2023: Economic recovery fell short, constraining RMB
USD-RMB fluctuated between 6.83 and 7.35, with an average around 7.0, ending slightly higher at 7.1. China’s post-pandemic recovery was weaker than expected, with ongoing real estate debt crises, high US interest rates, and USD index between 100 and 104, putting pressure on the RMB.
2024: Policy stimulus supports RMB
Weakening USD eased pressure on the RMB, with fiscal stimulus and real estate support measures boosting market confidence. USD-RMB rose from 7.1 to around 7.3 by mid-year, with offshore RMB breaking below 7.10 in August to reach a six-month high, and volatility increasing throughout the year.
Divergence between offshore and onshore RMB
Since CNH is traded in international markets like Hong Kong and Singapore, with more freedom and unrestricted capital flows, it reflects global market sentiment more directly. CNY, under capital controls and guided by the PBOC through the midpoint rate and forex interventions, tends to be less volatile, so CNH experiences slightly larger fluctuations.

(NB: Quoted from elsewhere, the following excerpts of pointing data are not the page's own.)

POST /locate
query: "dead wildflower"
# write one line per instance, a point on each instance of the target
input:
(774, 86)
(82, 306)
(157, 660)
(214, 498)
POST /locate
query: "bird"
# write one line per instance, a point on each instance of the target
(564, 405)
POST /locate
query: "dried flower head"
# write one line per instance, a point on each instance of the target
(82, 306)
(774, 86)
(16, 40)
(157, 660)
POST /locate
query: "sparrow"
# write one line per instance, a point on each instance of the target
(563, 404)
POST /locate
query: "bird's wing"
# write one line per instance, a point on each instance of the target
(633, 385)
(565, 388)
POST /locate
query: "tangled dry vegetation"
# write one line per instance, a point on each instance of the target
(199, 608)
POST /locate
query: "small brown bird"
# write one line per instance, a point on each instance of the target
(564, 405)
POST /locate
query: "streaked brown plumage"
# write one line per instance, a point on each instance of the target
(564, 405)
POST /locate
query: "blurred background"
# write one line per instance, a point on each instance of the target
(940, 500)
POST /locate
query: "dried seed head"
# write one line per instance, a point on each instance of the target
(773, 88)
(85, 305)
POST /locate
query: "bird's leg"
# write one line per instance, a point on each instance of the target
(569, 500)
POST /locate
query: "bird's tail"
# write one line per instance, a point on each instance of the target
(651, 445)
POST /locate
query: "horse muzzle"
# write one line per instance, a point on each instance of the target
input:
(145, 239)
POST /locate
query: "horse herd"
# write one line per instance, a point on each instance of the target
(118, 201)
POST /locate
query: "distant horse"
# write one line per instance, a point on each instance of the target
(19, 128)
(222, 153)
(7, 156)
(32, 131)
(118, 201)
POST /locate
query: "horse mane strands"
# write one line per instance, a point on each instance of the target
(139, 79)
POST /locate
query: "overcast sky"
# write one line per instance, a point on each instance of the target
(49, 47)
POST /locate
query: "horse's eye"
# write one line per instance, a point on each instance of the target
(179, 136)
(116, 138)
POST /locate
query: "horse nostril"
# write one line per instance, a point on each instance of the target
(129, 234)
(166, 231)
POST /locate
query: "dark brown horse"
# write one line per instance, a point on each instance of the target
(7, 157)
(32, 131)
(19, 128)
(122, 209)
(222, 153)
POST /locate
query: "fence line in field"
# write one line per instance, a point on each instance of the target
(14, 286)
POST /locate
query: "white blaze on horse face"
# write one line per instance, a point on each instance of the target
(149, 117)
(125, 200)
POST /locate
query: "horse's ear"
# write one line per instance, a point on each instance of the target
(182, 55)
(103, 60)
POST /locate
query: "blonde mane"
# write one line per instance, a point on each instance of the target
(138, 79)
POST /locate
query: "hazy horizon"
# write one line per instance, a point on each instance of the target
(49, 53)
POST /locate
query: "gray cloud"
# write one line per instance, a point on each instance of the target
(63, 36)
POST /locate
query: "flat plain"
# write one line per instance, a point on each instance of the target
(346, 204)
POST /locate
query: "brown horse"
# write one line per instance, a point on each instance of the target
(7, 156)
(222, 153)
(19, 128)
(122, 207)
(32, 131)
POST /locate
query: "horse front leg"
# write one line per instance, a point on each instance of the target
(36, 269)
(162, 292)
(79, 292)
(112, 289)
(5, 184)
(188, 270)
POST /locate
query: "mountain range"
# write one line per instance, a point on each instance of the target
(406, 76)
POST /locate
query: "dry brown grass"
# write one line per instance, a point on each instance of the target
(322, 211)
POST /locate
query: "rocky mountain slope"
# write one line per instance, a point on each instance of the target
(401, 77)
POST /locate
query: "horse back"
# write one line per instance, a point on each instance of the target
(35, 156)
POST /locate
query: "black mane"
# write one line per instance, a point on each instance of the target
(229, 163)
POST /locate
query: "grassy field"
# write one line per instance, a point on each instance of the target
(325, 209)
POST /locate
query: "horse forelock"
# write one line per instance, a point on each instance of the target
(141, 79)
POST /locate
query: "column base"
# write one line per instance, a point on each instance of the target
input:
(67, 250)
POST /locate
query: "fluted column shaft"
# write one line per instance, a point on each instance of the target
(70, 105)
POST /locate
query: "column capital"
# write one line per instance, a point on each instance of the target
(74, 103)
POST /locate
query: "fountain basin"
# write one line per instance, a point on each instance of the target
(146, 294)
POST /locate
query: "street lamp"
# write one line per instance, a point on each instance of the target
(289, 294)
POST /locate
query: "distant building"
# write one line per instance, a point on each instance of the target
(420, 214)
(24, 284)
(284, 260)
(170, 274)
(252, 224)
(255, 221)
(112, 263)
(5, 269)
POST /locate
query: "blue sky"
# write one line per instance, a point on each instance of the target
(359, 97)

In 2025, offshore RMB (CNH) against USD generally shows a volatile upward trend. Early in the year, impacted by US tariff policies and a spike in the USD index to 109.85, CNH briefly broke above 7.36, prompting the PBOC to take measures to stabilize the market, including issuing 60 billion yuan of offshore bills to absorb liquidity and controlling the midpoint rate.
Recently, with easing US-China trade tensions, China’s steady growth policies, and rising expectations of Fed rate cuts, CNH has strengthened significantly. On December 15, CNH/USD broke through 7.05, rebounding more than 4% from the year’s high, hitting a nearly 13-month high.
Conclusion: Grasp long-term patterns and respond rationally to short-term fluctuations
As China enters a sustained easing cycle of monetary policy, the USD-RMB exchange rate is showing a clearer medium-term trend. Based on historical cycles driven by policy, which can last up to ten years, short-term fluctuations are often influenced by USD movements and other events. Investors can greatly improve profitability by understanding and monitoring the factors affecting RMB trends.
The foreign exchange market is primarily macro-driven, with data from various countries being transparent and publicly available. Coupled with the large trading volume and two-way trading, it is a relatively fair and advantageous investment domain for individual investors.